# Hang-unresponsive:FreeBSD 8.0 beta3 and/or fluxbox problem?



## vaclinux (Sep 1, 2009)

Hai,,
I am just installed the latest version of FreeBSD 8.0 beta3, a sound card in amd64 issue has been/being solved in this version.
Then i install fluxbox as my wm, and i like it, it is just enough for me.
While i am doing in the fluxbox, it is always happen that my pc become unresponsive, is just dead!., but it never happen with i am not running fluxbox.
Another thing that disturb me is, there were message it seems a kernel bug, but i dont know what is it,? i nvr received when i was running 7.2,
the message was


> lock order reversal:
> 1st ... bufwait ....
> 2st ..... dirhash...
> KDB: stack backtrace:
> ...


ps: .... = other message, quite lonk to be typed

Any idea what is going on?
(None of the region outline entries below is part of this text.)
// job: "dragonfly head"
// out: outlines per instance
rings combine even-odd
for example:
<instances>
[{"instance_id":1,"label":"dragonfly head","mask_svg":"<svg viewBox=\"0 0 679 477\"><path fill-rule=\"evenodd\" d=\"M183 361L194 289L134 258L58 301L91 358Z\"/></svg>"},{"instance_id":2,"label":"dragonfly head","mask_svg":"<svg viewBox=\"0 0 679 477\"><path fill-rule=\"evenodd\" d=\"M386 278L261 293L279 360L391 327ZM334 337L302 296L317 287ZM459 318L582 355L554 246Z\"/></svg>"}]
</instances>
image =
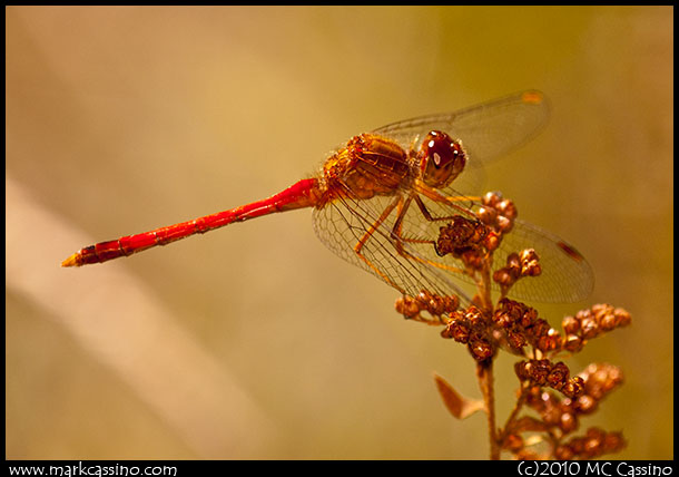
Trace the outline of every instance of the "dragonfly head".
<instances>
[{"instance_id":1,"label":"dragonfly head","mask_svg":"<svg viewBox=\"0 0 679 477\"><path fill-rule=\"evenodd\" d=\"M466 154L462 143L440 130L430 132L417 153L422 181L430 187L449 185L464 169Z\"/></svg>"}]
</instances>

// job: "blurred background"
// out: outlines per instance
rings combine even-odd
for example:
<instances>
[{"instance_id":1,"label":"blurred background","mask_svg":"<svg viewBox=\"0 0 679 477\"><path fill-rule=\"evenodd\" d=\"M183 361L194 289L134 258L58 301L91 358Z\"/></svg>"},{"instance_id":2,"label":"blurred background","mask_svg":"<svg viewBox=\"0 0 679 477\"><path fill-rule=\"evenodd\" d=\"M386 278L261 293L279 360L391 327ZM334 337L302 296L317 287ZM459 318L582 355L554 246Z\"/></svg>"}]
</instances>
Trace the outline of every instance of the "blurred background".
<instances>
[{"instance_id":1,"label":"blurred background","mask_svg":"<svg viewBox=\"0 0 679 477\"><path fill-rule=\"evenodd\" d=\"M433 373L474 363L327 251L309 211L85 269L95 242L267 197L352 135L525 88L548 128L486 169L632 327L567 363L626 383L582 420L673 458L673 10L6 8L6 456L484 459ZM496 366L499 425L514 359Z\"/></svg>"}]
</instances>

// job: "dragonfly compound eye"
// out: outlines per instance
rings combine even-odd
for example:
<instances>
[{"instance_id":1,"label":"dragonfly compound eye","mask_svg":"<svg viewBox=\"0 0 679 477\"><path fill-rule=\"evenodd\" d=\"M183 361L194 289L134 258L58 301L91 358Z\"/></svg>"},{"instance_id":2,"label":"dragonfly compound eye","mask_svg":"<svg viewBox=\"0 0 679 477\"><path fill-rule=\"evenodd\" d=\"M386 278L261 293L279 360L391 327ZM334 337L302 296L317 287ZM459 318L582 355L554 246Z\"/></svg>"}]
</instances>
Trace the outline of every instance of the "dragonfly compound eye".
<instances>
[{"instance_id":1,"label":"dragonfly compound eye","mask_svg":"<svg viewBox=\"0 0 679 477\"><path fill-rule=\"evenodd\" d=\"M420 160L424 183L441 188L464 169L466 155L459 140L440 130L432 130L420 146Z\"/></svg>"}]
</instances>

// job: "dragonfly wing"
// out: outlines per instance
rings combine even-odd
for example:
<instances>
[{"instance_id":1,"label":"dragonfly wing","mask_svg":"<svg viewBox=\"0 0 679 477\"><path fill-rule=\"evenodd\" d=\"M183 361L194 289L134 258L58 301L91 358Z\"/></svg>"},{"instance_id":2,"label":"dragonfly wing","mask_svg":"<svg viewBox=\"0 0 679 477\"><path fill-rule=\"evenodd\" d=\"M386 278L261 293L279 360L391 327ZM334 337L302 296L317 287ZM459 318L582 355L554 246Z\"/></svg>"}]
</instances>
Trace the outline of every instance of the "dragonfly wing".
<instances>
[{"instance_id":1,"label":"dragonfly wing","mask_svg":"<svg viewBox=\"0 0 679 477\"><path fill-rule=\"evenodd\" d=\"M397 140L404 148L416 147L432 129L460 139L469 165L488 163L521 147L547 124L549 103L544 95L527 90L455 113L422 116L393 123L374 133Z\"/></svg>"},{"instance_id":2,"label":"dragonfly wing","mask_svg":"<svg viewBox=\"0 0 679 477\"><path fill-rule=\"evenodd\" d=\"M380 222L380 216L393 201L398 201L398 196L377 196L371 199L342 197L332 201L324 207L314 210L316 235L336 255L410 296L427 290L439 295L457 295L462 303L469 304L466 293L451 280L452 276L400 253L396 246L398 238L391 233L397 217L396 207L365 237L366 231ZM373 266L354 250L361 241L364 241L361 253ZM409 252L419 253L410 244L404 246Z\"/></svg>"},{"instance_id":3,"label":"dragonfly wing","mask_svg":"<svg viewBox=\"0 0 679 477\"><path fill-rule=\"evenodd\" d=\"M457 208L447 203L440 203L421 197L432 217L445 218L463 215L474 216L481 206L473 201L456 203ZM427 221L420 208L411 206L403 220L403 238L411 247L417 250L420 256L442 267L463 269L464 265L452 254L439 256L433 246L441 227L447 220ZM532 224L515 220L512 231L502 237L498 250L493 252L493 271L506 265L511 253L525 249L534 249L540 257L542 273L538 276L520 279L509 292L515 299L548 303L568 303L585 299L593 288L593 272L587 260L565 241ZM474 283L473 279L463 273L451 272L451 276L460 281ZM493 282L493 290L500 288Z\"/></svg>"}]
</instances>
The hang was because my fluxbox or the "kernel message"
Thanks


----------



## vaclinux (Sep 7, 2009)

I reinstall back 7.2,
seems i have problem with 8.0 beta 3, since it is beta, may be i am not good to be a beta tester, 
the problem has been reported here.


----------



## ale (Sep 7, 2009)

I have a lot of message about LOR too on 8-BETA3.
That's because I still have some debugging options in my kernconf, as in GENERIC.
Anyway I have no problem with fluxbox running on i386 with nvidia driver.
Which one is the LOR you reported?


----------



## vaclinux (Sep 8, 2009)

In my case the LOR message is followed with unresponsive system, it is just panic, i have to do hard reboot to use the laptop back.
I didnt report it, but some did it.
btw, i am using amd64


----------